秦虞侯跑到墙角,腾身攀爬,三两下便跃上墙头。
反观那愣子双腿卡着墙角,尝试了几次,都滑落下来,着实让人心急。
秦虞侯见他奇笨无比,本想狠心丢下他,转头离去。
可是想到师兄弟十余年的感情,却不忍抛下。
无奈之下,竟然转身跳下,咒骂一句,随即拽着愣子向拐角方向奔去。
“哪里跑?站住!”巡逻之人手握尖刀,呼喊着追了过来。
这人光顾着追赶,竟然没有发现柴房着了火。
秦虞侯与愣子见到前面假山,便一头钻入,猫了起来。
冲斗亭百余米外,毒牙子见府内火光大盛,浓烟滚滚,叫嚷之声不绝于耳,便知时机已到,立刻命令门人趁乱杀入。
一道道黑影闪过,直扑向冲斗亭。
郁阑珊听到呼喊声后,长袍都来不及穿,匆忙拔出雪痕刀,冲了出去。
他环视左右,振臂一呼:“大家不要慌乱!听我指挥!”
两位得意弟子万祥郡与李凤凡跑到他身前问道:“师父,怎么办?”
郁阑珊走了几步,张望一番道:“郡儿,你带着前八房的弟子去抓那刺客。”
接着他又转向李凤凡吩咐着:“凡儿你带领其余的六房的弟子赶紧去救火!”
两人齐声应道,转身欲走。
突然,万祥郡折过身来,问道:“师父,那你去哪儿?”
“我自然是守护更为重要的东西!”郁阑珊摆摆手,“你们快去吧~”
两人立刻分头行事,各司其职。
郁阑珊生怕昊天太皇仪被人盗走,第一时间赶往隆德堂看护。
隆德堂常年有弟子守护,寸步不离,防得就是别有用心之人。
他走到隆德堂外,见两位弟子站在门前安然无恙,便舒了口气道:“神仪还在吧?有没有什么异样?”

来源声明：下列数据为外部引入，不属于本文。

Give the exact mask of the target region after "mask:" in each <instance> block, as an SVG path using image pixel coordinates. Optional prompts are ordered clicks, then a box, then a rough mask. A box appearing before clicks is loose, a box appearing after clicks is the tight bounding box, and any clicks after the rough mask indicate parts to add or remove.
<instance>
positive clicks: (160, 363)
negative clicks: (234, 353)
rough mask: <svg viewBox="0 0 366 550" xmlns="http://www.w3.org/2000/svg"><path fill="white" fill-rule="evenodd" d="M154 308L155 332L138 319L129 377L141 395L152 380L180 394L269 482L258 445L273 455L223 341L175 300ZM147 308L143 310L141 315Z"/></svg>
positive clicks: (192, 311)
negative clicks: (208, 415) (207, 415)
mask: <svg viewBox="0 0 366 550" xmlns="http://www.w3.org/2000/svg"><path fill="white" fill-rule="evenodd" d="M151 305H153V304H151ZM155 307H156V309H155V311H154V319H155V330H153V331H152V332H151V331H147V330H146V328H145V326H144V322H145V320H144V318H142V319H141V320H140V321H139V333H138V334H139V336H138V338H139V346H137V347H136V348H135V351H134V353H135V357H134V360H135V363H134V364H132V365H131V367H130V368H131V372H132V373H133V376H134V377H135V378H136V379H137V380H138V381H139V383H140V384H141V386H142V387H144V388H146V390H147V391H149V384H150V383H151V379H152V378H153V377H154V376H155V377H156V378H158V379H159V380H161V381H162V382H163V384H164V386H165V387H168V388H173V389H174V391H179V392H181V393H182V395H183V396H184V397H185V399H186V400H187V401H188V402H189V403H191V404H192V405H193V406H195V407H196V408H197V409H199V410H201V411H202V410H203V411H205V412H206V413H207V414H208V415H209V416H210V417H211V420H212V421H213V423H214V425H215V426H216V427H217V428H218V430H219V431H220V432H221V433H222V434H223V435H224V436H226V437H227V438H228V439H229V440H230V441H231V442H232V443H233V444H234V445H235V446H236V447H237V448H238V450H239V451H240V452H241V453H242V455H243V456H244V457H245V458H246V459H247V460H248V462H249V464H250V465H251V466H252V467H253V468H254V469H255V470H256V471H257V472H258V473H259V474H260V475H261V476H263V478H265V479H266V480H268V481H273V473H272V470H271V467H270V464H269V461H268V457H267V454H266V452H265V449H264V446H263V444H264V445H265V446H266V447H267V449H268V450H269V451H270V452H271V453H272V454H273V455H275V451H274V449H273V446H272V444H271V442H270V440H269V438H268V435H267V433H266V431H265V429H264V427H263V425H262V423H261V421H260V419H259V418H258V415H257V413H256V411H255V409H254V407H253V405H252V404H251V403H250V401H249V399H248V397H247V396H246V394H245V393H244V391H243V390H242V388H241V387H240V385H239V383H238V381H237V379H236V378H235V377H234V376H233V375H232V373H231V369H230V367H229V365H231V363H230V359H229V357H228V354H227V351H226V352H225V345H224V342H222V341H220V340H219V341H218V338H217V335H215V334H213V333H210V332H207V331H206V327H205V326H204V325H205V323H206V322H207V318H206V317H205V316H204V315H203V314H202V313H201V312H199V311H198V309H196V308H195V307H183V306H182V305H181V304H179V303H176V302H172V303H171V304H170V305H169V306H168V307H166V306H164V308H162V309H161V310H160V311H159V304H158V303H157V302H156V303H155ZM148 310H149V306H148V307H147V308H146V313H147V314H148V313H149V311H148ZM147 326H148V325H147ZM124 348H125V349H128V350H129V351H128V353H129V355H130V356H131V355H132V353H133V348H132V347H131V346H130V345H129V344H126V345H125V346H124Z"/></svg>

两人快步迎上,低头抱拳:“掌门请放心,神仪一直都在,我们并没有发现什么可疑之人。”
郁阑珊满意地点点头道:“那就好!”
倏忽间,竟有八九黑影从墙边走了过来。
“谁?”郁阑珊耳聪目明,厉声喝道。
“郁掌门别来无恙啊!”那声音凄寒阴冷,似是从恶鬼口中传出。
“赶快现身,别鬼鬼祟祟的!”郁阑珊提起雪痕刀,指向人影处。
为首一人从黑暗中走出,他身披锁子甲,杀气腾腾,正是毒牙子!
“好久不见啦,郁~阑~珊!”毒牙子阴邪地笑着,眼中划过一道寒意。
“原来是你!老怪物!”郁阑珊看到毒牙子后,一切都明白了。
毒牙子翻弄着左腕上精光闪烁的刚爪,‘嗡’地一挥,瞬间撕裂了凄清的月色。
“劝你识相点,交出昊天太皇仪,我可以勉你一死!”
“哈哈哈~”郁阑珊仰天大笑,那笑声中尽是不屑与鄙夷,“凭什么?那只钢爪么?我郁某人自是不服呀!”
毒牙子又晃了晃他的右手,只见他右手干如枯枝,色泽紫黑,仿佛中了剧毒一般。
“快六个时辰了,看你们还能撑多久?”毒牙子蜷指喝道。
郁阑珊从腰间淡然取出一物,并不稀罕,乃是一根银针。
“你说得是这个吧!”只见那针头乌黑,显然已经测出毒来。
“你~”老毒物目瞪神呆,有些出乎意料。